It has also hit higher education by force. Reactions run the gamut, with some people welcoming – even celebrating – ChatGPT’s potential as a “co-pilot” in the classroom and others seeing it as the end of modern education as we know it.
Love it or hate it, this technology is undoubtedly a game-changer. Artificial intelligence, the Internet of Things, and virtual reality will transform how we teach, not just courses like English or history, but all subjects. The chatbot is pretty decent at writing code as well as essays and will only get better at both.
Yet it’s important to remember that ChatGPT, like all machine learning, has its limitations. It can’t reason, or feel, or have personal experiences. It doesn’t do novelty. AI can only make connections that already exist. Yes, it’s good at mimicking human prose and spitting out a passable paper or serviceable email. But it won’t solve the climate crisis, broker a peace agreement, or end hunger.
ChatGPT is neither empathetic, nor a creative thinker.
In 1994, Steve Jobs stressed the importance of keeping public trust rooted in people, not relying on technology alone. Tools are simply tools, he said. Their effectiveness depends on how humans use them.
In the same vein, teaching our young people to approach their work – and their lives – with a multidisciplinary mindset is key to preparing them for a cultural and technological landscape that’s moving at warp speed.
Tools like ChatGPT are revolutionizing the way work is done. According to the World Economic Forum, over a billion jobs are going to be impacted by technology in the current decade. Half of all existing jobs are at risk of automation. As machines take on more and more tasks, a person’s soft skills, paired with knowledge gleaned from exposure to different ways of seeing and understanding the world, will become more valuable to employers than writing, coding and programming skills alone.

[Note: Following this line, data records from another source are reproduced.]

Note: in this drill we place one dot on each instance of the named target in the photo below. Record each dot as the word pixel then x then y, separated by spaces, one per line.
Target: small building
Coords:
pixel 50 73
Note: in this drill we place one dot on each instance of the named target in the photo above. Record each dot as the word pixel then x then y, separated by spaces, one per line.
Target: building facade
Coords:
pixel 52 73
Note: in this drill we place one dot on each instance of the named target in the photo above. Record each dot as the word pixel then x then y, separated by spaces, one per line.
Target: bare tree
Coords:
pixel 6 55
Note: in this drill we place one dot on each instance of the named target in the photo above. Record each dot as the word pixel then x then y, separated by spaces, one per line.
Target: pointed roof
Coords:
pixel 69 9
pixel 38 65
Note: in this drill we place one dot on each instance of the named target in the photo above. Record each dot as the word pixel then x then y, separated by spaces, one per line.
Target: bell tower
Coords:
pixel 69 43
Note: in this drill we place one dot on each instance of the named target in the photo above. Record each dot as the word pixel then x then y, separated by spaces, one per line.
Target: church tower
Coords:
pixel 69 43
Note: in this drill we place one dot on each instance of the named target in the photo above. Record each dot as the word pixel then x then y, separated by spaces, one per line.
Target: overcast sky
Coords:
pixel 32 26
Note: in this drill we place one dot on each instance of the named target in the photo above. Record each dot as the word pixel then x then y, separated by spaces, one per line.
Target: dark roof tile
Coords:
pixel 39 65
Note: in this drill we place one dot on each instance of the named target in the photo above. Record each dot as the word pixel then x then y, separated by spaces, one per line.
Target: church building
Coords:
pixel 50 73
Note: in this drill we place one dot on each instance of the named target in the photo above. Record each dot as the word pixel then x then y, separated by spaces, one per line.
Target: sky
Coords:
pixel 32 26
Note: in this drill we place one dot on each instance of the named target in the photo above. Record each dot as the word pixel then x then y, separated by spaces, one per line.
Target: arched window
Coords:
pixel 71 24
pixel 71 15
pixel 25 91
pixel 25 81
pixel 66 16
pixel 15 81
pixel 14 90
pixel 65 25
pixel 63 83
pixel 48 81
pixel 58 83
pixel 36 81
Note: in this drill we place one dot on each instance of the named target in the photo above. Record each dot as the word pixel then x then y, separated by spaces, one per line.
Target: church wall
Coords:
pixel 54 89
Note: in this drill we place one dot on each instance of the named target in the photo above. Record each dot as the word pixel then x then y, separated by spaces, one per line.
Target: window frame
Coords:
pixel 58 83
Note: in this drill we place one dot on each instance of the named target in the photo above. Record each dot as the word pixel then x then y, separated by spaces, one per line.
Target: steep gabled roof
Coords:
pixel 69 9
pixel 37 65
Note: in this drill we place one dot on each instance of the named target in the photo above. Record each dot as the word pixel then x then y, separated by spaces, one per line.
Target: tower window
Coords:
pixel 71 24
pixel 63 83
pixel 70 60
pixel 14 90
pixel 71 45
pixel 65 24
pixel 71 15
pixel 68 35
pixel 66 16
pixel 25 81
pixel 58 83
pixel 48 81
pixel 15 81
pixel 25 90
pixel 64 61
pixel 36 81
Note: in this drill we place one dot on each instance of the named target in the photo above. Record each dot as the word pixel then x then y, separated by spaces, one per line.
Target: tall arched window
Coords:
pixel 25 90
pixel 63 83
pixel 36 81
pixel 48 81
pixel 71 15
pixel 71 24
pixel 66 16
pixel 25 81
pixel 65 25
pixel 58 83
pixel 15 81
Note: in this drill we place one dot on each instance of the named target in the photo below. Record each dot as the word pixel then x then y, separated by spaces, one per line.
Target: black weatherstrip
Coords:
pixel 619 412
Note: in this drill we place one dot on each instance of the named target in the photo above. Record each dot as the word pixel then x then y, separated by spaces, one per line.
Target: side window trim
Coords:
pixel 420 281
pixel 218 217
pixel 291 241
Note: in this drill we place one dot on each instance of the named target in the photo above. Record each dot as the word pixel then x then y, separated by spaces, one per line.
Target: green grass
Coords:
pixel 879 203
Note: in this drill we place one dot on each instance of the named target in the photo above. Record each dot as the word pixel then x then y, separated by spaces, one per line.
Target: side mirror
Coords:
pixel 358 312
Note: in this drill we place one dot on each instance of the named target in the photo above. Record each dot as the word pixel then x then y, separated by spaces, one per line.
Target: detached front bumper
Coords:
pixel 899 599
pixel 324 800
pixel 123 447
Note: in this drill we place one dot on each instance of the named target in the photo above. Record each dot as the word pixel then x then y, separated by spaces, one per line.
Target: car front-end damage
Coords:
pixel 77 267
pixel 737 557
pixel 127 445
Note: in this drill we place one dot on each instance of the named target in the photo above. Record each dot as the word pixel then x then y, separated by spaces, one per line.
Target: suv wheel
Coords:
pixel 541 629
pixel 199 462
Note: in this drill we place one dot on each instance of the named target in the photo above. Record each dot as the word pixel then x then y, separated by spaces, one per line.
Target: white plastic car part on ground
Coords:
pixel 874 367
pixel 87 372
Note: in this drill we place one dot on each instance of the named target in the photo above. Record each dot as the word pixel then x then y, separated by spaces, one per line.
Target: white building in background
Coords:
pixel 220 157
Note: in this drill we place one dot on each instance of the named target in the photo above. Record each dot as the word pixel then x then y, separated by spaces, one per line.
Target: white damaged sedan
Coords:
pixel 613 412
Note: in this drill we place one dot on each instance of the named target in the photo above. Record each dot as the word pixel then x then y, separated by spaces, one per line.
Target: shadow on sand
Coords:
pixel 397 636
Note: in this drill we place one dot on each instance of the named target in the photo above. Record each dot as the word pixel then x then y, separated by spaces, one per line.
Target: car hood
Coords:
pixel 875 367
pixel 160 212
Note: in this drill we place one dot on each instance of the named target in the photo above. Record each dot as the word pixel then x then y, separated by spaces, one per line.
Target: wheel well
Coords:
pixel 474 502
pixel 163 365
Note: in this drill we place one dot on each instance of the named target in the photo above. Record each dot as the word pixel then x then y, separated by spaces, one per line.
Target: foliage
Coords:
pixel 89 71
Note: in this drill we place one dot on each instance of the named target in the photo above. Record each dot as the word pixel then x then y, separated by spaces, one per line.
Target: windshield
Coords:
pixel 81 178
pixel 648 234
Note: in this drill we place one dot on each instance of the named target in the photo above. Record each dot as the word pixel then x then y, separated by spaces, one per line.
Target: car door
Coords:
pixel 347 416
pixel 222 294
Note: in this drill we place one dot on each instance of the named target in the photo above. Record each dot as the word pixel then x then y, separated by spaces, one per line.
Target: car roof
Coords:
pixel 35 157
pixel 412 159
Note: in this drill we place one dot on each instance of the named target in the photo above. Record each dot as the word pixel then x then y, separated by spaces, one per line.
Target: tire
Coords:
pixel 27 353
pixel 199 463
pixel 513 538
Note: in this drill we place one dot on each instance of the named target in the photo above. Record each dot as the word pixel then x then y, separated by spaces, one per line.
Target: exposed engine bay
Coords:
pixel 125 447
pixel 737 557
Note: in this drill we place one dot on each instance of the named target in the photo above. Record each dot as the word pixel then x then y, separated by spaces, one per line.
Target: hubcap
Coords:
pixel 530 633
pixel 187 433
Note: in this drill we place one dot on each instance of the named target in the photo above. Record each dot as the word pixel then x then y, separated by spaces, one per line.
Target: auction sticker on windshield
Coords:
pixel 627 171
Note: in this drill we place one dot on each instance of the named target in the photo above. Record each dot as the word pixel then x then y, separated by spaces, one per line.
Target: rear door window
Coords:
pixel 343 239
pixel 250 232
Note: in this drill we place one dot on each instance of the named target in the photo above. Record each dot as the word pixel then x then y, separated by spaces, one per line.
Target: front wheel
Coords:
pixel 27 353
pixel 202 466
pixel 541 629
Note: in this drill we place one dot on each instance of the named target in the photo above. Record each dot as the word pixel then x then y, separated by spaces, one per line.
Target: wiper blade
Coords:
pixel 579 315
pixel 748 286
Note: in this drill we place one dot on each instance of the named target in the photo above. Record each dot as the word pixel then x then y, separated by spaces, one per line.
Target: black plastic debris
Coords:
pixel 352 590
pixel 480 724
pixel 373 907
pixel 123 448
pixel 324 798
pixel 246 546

In this climate, labour market forecasts are of limited value to students who are considering what four-year degree to take. After graduating, they may be in the job market for 40 or 50 years, perhaps longer. Who knows how many careers they’ll have over their lifetime?
How then, do we prepare this generation of college and university students for what is coming their way?
The answer is purposely building interdisciplinary thinking into undergraduate education by incorporating history, anthropology, literature, languages, psychology, philosophy and religion into STEM and business degrees. And equally so, vice versa.
We’re already seeing this happen at places like MIT, where all undergraduates take a series of required courses, a quarter of which are in the arts, humanities and social sciences. And while it’s early days, the decades-long decline in humanities enrolment is showing new signs of life. At UC Berkeley, one of the top feeder schools to Silicon Valley, the number of first-year students who’ve declared majors in the arts and humanities is up 121 per cent over last year, leading other schools to anticipate an uptick in enrolment as well.
Preparing today’s young people to excel in careers that have yet to be invented is a tall order. But we can hedge our bets. Exposure to a range of ideas and subjects offers young people a lifelong foundation for creative thought that can surface in unexpectedly useful ways. Mr. Jobs famously credited the calligraphy course he’d audited at Reed College in 1972 for his insistence that computers can, and should, have beautiful typography – a defining feature of all Apple products since the first Mac was released in 1984.
Increasingly, the best ideas will be born from the fusion of advanced tools such as ChatGPT; human creativity, empathy and curiosity; and the ability to bring a multifocal lens to the world’s problems and opportunities. We can’t predict the future. But we can help our students prepare for it.
Alan Shepard is president of Western University and chair of the Council of Ontario Universities.